After staring at them long enough, Dylan realized they were the men that held her back after she launched herself at the sea witch.
“Oisin and Morri will be your…guards, little fish.” To her relief, Jarlath put his dagger away. “They’ll stick to you like your seal skin. Make a single misstep, an’ they’ll tell me, ending your career as a seal shifter.”
“Sea lion,” the bigger fellow grunted.
“Whatever. Do we have an understanding?” Jarlath asked, folding his arms across his chest.
Dylan kept her gaze locked on her pelt as she nodded.
“Excellent. Get her out—the seamstress will show any minute. Keep an eye on her,” Jarlath said. He tossed her pelt over his shoulder and strode from the room.
Dylan’s bigger guard fumbled with a key and then swung her door open. She pushed herself against the rock wall at the back of her cell as he and the shorter man took up posts by the treasury door. After a minute passed and they didn’t move, she crept from her jail like a cautious fish leaving a reef. If they’d let her explore, she’d make the most of it. She kept her eyes on her guards and slunk up and down the aisles formed between stacks of treasures.

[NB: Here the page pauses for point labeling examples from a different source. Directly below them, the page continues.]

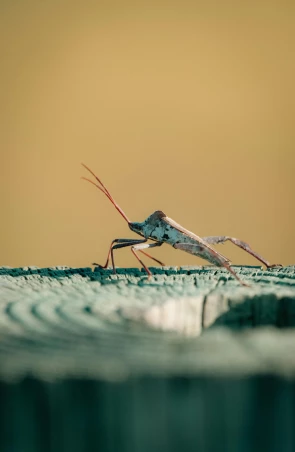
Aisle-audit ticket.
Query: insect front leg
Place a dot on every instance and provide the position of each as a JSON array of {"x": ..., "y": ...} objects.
[
  {"x": 122, "y": 243},
  {"x": 214, "y": 240},
  {"x": 126, "y": 242}
]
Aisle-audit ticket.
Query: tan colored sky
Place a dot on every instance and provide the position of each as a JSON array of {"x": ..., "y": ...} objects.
[{"x": 183, "y": 108}]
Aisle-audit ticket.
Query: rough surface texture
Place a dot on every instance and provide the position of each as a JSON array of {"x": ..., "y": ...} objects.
[
  {"x": 91, "y": 361},
  {"x": 59, "y": 322}
]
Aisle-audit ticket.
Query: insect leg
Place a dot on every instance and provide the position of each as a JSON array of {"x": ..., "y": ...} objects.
[
  {"x": 209, "y": 254},
  {"x": 139, "y": 248},
  {"x": 128, "y": 242},
  {"x": 122, "y": 243},
  {"x": 214, "y": 240}
]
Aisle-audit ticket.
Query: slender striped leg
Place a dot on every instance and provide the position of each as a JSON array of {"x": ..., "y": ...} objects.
[
  {"x": 210, "y": 255},
  {"x": 214, "y": 240},
  {"x": 142, "y": 246},
  {"x": 122, "y": 243}
]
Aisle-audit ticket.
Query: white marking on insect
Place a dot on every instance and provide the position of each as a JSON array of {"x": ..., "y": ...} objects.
[{"x": 161, "y": 229}]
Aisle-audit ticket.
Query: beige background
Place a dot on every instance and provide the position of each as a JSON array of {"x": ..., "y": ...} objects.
[{"x": 179, "y": 106}]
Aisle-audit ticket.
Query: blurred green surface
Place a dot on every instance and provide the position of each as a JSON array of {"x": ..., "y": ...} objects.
[{"x": 95, "y": 361}]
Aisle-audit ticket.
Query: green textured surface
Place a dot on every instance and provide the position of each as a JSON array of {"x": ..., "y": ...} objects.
[
  {"x": 91, "y": 361},
  {"x": 61, "y": 322}
]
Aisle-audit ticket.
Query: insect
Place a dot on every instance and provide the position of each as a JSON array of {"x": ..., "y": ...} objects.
[{"x": 161, "y": 229}]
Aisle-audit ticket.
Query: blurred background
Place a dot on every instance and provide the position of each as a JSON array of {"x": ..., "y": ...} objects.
[{"x": 185, "y": 107}]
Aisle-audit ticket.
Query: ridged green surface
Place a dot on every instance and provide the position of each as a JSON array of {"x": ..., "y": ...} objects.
[
  {"x": 63, "y": 322},
  {"x": 90, "y": 361}
]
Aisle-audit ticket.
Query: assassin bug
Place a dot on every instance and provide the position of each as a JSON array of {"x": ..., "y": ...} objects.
[{"x": 161, "y": 229}]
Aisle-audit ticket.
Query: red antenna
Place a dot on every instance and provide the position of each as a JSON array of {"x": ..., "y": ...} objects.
[{"x": 102, "y": 188}]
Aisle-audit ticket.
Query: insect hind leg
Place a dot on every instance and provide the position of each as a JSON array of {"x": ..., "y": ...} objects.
[{"x": 215, "y": 240}]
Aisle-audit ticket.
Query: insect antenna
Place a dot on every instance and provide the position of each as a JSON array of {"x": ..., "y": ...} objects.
[{"x": 102, "y": 188}]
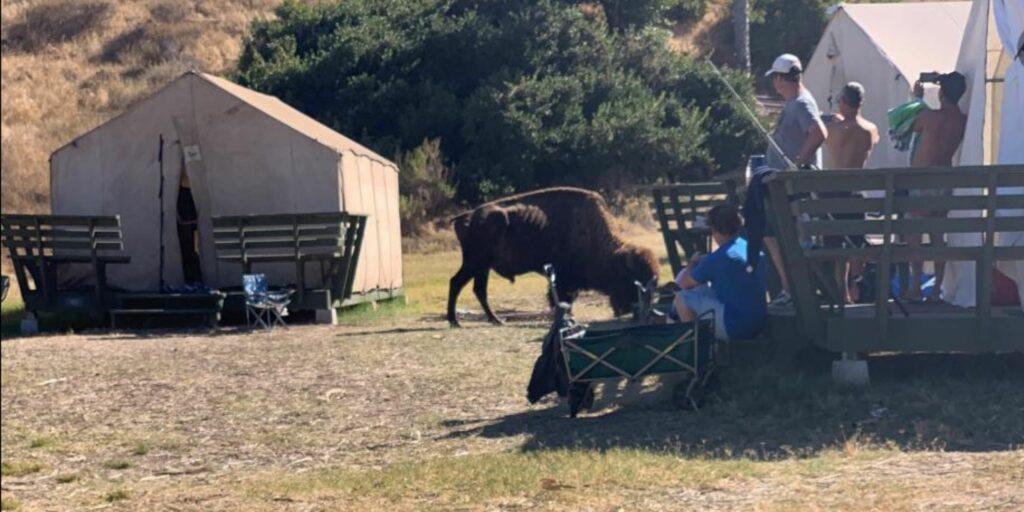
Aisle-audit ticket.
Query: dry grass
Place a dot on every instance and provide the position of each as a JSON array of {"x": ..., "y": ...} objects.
[
  {"x": 70, "y": 65},
  {"x": 394, "y": 411}
]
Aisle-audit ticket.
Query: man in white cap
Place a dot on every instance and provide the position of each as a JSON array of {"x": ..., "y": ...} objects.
[{"x": 799, "y": 132}]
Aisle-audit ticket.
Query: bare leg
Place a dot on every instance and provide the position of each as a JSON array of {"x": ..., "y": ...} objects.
[
  {"x": 940, "y": 267},
  {"x": 776, "y": 258},
  {"x": 480, "y": 289},
  {"x": 916, "y": 268},
  {"x": 458, "y": 282},
  {"x": 855, "y": 268}
]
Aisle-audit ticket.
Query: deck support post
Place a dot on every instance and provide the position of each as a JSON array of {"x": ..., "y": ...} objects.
[
  {"x": 30, "y": 324},
  {"x": 850, "y": 371}
]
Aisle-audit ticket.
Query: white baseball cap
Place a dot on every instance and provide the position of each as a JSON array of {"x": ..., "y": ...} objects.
[{"x": 784, "y": 64}]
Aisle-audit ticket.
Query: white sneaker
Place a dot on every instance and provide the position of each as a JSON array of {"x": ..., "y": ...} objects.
[{"x": 782, "y": 299}]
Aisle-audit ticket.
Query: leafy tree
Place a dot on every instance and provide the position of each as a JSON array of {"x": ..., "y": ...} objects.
[{"x": 520, "y": 93}]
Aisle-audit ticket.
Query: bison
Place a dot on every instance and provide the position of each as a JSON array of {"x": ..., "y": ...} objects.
[{"x": 569, "y": 228}]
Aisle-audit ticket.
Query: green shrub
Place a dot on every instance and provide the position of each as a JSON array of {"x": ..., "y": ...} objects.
[
  {"x": 520, "y": 93},
  {"x": 685, "y": 10},
  {"x": 426, "y": 188}
]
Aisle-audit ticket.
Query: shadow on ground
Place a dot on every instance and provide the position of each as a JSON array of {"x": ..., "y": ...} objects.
[{"x": 774, "y": 407}]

I need a weapon or a tool. Something I could use later. But how do I get it when they watch me like predators?
When the guards moved again she froze. They opened the door to allow a thin, nervous-looking woman inside.

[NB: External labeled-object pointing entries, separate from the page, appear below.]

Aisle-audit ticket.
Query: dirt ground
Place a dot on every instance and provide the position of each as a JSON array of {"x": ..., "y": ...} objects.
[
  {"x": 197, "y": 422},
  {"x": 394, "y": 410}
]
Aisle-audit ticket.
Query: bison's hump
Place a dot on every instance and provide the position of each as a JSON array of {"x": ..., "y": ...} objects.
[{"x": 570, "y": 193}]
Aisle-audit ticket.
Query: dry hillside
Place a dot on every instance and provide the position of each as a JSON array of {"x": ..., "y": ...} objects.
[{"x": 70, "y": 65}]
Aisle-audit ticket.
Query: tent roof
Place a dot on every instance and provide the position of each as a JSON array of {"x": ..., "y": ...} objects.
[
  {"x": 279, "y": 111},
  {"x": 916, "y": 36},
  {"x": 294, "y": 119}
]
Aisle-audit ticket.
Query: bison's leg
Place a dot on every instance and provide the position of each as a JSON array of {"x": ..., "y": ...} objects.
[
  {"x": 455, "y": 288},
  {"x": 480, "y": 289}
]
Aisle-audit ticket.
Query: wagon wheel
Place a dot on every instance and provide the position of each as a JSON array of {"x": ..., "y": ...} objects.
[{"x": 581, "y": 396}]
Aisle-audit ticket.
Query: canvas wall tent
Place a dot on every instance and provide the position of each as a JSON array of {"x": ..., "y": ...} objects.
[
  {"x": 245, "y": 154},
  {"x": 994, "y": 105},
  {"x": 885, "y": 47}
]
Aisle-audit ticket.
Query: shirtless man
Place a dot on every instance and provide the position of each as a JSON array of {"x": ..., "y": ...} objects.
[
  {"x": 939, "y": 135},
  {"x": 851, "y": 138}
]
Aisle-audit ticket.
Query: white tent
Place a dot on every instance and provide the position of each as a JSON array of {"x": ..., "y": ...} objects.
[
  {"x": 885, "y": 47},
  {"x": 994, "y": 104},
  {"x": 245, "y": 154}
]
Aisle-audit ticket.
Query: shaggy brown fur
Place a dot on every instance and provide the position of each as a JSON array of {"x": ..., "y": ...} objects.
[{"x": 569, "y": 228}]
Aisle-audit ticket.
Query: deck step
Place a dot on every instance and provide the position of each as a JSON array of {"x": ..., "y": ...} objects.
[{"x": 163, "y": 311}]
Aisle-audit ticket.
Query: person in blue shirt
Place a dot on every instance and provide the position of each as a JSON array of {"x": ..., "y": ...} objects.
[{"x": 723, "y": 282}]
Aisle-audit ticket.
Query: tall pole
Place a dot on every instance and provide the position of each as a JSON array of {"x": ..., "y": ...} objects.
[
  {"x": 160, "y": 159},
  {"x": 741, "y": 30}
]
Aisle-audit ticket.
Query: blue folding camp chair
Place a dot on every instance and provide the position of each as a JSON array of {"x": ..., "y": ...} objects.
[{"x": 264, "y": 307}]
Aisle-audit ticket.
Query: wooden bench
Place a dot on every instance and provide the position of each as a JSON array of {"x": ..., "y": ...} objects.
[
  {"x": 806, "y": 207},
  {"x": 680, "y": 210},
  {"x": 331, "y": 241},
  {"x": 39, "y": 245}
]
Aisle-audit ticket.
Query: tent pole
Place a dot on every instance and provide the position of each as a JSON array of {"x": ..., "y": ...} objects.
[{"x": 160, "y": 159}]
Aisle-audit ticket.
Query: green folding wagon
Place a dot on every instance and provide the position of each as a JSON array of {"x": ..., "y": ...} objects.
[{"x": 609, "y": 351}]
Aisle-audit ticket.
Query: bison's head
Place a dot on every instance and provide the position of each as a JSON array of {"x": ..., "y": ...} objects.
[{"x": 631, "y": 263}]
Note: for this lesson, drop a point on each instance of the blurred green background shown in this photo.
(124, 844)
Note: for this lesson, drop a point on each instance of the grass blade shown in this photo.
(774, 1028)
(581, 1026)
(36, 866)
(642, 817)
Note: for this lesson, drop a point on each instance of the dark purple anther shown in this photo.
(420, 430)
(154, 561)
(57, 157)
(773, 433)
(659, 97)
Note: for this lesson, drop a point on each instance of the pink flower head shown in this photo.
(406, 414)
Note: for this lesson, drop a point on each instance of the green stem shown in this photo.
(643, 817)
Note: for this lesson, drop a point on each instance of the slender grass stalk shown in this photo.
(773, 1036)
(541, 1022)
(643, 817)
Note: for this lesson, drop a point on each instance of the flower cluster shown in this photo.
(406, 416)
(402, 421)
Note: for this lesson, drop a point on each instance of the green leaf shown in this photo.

The woman, at least a head shorter than Dylan, looked her over for a few minutes with wide eyes. She eventually started measuring her, wrapping a knotted rope around her waist, up and down her arms and legs, and around her chest.
The seamstress came and went several times—returning with various fabrics—and took the big guard with her to carry things. The smaller guard remained behind. Whenever they were alone he tossed a dagger between his hands. His liquid, practiced gestures kept Dylan rooted to the ground where the seamstress had left her.